Ja mam 165 zł netto za m2 z grafitem 20cm. Robocizna z rusztowaniem 75 zł, reszta materiały. I modlę się by to jeszcze do góry nie poszło za chwilę...

----------


## wojtek_5

Ten sam fachowiec proponuje mi za docieplenie w systemie Tytan cenę 130 zł za m2  (z tym samym styro 20 cm lamba 0,31 termoorganika).
Czy to jest dobra cena ?
A jeżeli tak , to w takim razie co wybrać: docieplenie na caparolu czy tytanie ? W tej cenie są listwy przyokienne, narożniki, montaż parapetów, docieplenie balkonu .

----------


## robos2234

> Świetny... Najlepszy... Na tynkach termobravo ... więc i cała reszta pewnie w równie wysokich standardach


kalkulatorek raczej do tego żeby mniej więcej sobie przeliczyć ile trzeba kasy przygotować na ocieplenie co do mat. to wiadomo że każdy wybierze na co go stać  :smile:

----------


## Frofo007

U mnie 2 tygodnie temu ekipa skończyła robić elewację. Cena za m2 wyszła 162zł brutto r+m :/

Styropian 20cm grafit
Klej Caparol
Tynk Caparol Carbopor

W cenie montaż parapetów i 4 balkonów francuskich + trochę boniowania zakrywającego rolety + sprzątanie i wywóz śmieci.

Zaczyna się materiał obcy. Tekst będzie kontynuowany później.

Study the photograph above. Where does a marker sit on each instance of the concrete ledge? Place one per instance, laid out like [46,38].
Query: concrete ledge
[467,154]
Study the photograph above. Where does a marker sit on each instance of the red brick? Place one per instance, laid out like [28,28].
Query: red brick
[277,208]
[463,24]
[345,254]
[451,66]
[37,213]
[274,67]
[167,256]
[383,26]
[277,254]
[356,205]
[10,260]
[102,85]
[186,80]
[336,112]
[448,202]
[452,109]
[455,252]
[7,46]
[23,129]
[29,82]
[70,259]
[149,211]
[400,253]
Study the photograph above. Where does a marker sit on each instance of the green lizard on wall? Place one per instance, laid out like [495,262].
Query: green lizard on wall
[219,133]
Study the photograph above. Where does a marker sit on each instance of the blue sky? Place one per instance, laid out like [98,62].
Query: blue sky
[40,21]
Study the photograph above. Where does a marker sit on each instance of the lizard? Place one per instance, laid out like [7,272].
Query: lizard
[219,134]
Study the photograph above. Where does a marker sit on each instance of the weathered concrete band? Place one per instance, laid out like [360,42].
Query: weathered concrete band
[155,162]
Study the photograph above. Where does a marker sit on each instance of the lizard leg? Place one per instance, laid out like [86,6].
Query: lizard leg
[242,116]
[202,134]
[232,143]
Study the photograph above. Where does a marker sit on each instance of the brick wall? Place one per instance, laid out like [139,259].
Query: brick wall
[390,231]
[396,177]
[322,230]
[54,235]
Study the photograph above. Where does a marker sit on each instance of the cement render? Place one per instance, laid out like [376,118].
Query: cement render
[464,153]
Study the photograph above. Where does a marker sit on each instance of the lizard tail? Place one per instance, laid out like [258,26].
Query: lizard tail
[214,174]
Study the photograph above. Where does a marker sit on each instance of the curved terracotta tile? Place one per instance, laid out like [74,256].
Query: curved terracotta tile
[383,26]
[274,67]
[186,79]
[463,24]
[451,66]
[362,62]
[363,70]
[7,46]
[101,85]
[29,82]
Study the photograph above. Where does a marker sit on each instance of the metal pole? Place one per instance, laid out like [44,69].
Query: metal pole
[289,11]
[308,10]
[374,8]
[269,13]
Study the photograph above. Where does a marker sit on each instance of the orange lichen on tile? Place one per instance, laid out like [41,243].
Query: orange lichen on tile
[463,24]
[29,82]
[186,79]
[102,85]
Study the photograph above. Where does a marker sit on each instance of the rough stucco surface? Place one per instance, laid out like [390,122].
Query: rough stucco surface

Mnie ta cena na początku zszokowała. Zwłaszcza jak czytam posty, że ktoś płacił 30-40zł m2 za robociznę. Jednak patrząc na czas, jaki był potrzebny na zrobienie elewacji, ilość pracowników, koszty materiałów to też jakaś zawrotna stawka w przeliczeniu na miesiąc pracy na głowę nie wyszła a praca do najlżejszych nie należy.

----------


## pandzik

Cena dobra. Zresztą tu nie chodzi o cenę a o wykonanie. Obejrzałem prace dwóch firm, które życzyły sobie od 160 do 180zł netto za grafit 22 plus wszystko (parapety, dopłaty do ciemnego tynku itp) płatne dodatkowo. Nie wiedziałem czy płakać czy sie śmiac.

----------


## Frofo007

Dodam, że podałem cenę za tynk biały a mam kilkadziesiąt m2 tynku ciemnego i za niego była dopłata 40zł do m2. W tych miejscach zamiast styropianu została zastosowana wełna.

----------


## zibix75

Kiedy docieplałem swój dom, to za robociznę wyszło 80 zł/m2. Materiał za 45 zł

----------


## tkaczor123

Tydzień temu pytałem się ekipy ile za m2 ocieplenia, mówili że terminów na ten rok już nie mają. Cena 50zł a za położenie samego tynku chcieli by 18zł.
Widać że ceny są zróżnicowane tak jak jedni zarabiają 2000zł inni 10000zł.
Liczyć trzeba 50-120zł.

----------


## gathor1

Czy klejąc klejem Kreisel kołkowałeś styropian do ściany czy nie ?

----------